Me siento a esperar que termine, lo veo dominar la cocina, confirmando que es el chef con el que tengo que trabajar, que buen inicio.

Antes de que me percate, un plato se detiene frente a mí, es tan hermoso, que hace que mi corazón lata con cierta anormalidad. Le coloca una tapa y me despide con la mano.

—Muchas gracias.

Son mis últimas palabras antes de salir corriendo por los pasillos, intentando evitar a todo el posible personal de estas áreas.

Mis pulmones arden, pero una sonrisa se dibuja en mi rostro. Las puertas se abren lentamente, y, al entrar, contemplo a mi pequeña amiga. Hoy parece más pálida que de costumbre, con profundas ojeras bajo sus ojos. Su carita, demacrada por los tratamientos, me desgarra el corazón.
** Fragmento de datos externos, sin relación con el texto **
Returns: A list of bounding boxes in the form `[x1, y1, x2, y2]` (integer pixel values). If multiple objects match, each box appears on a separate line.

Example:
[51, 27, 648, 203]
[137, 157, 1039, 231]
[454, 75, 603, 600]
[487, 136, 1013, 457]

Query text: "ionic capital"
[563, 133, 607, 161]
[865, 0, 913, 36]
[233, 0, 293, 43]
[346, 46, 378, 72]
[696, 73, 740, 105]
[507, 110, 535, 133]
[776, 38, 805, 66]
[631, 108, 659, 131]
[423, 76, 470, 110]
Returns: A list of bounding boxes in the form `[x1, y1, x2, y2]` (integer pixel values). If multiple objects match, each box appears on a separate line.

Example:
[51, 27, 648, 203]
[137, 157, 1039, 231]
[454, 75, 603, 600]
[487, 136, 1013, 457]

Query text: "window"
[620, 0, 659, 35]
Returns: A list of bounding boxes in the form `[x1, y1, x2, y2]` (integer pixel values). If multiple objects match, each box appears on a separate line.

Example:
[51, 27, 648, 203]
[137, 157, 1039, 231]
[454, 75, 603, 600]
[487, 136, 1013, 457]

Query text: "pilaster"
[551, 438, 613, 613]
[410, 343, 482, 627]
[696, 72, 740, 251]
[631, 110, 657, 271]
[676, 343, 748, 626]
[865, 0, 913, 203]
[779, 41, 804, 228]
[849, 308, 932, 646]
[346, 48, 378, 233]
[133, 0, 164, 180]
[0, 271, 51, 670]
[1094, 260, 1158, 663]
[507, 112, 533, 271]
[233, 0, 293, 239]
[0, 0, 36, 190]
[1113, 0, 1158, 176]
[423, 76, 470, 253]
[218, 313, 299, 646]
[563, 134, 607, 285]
Sin embargo, en cuanto me ve, sus ojitos cansados comienzan a brillar, iluminando el cuarto con un destello de vida que parecía apagado hace apenas unos minutos.

Me acerco despacio, notando cómo toda su atención se fija en mí.

—Feliz, feliz cumpleaños deseamos para ti, que Dios omnipotente te pueda bendecir —comienzo a entonar suavemente. La melodía es familiar para mí, pero nueva para ella; no entiende del todo la canción, pero se deja llevar.

Su barbilla tiembla, y pronto pequeñas lágrimas empiezan a deslizarse por sus mejillas. Me duele verla así, tan frágil y, a la vez, tan fuerte.

—Feliz, feliz, que Dios en su bondad, te dé muy larga vida, salud, felicidad —continúo cantando, tratando de no quebrarme. Es la canción de cumpleaños que cantan en mi país, un pequeño fragmento de mi hogar que quiero compartir con ella.

Mientras limpia sus lágrimas con esas manitas frágiles, llenas de pequeños cortes y moretones, mi sonrisa titubea. Tengo que ser fuerte por ella. Terminó la canción y le muestro los pancakes que traje, pequeños y en forma de corazón, uno de los pocos detalles que puedo darle en este día tan especial.

—Gracias —murmura en voz baja, extendiendo una mano temblorosa hacia los pancakes, pero la detengo suavemente.

Ella me mira con un toque de ansiedad, como si temiera que no le dejará comerlos.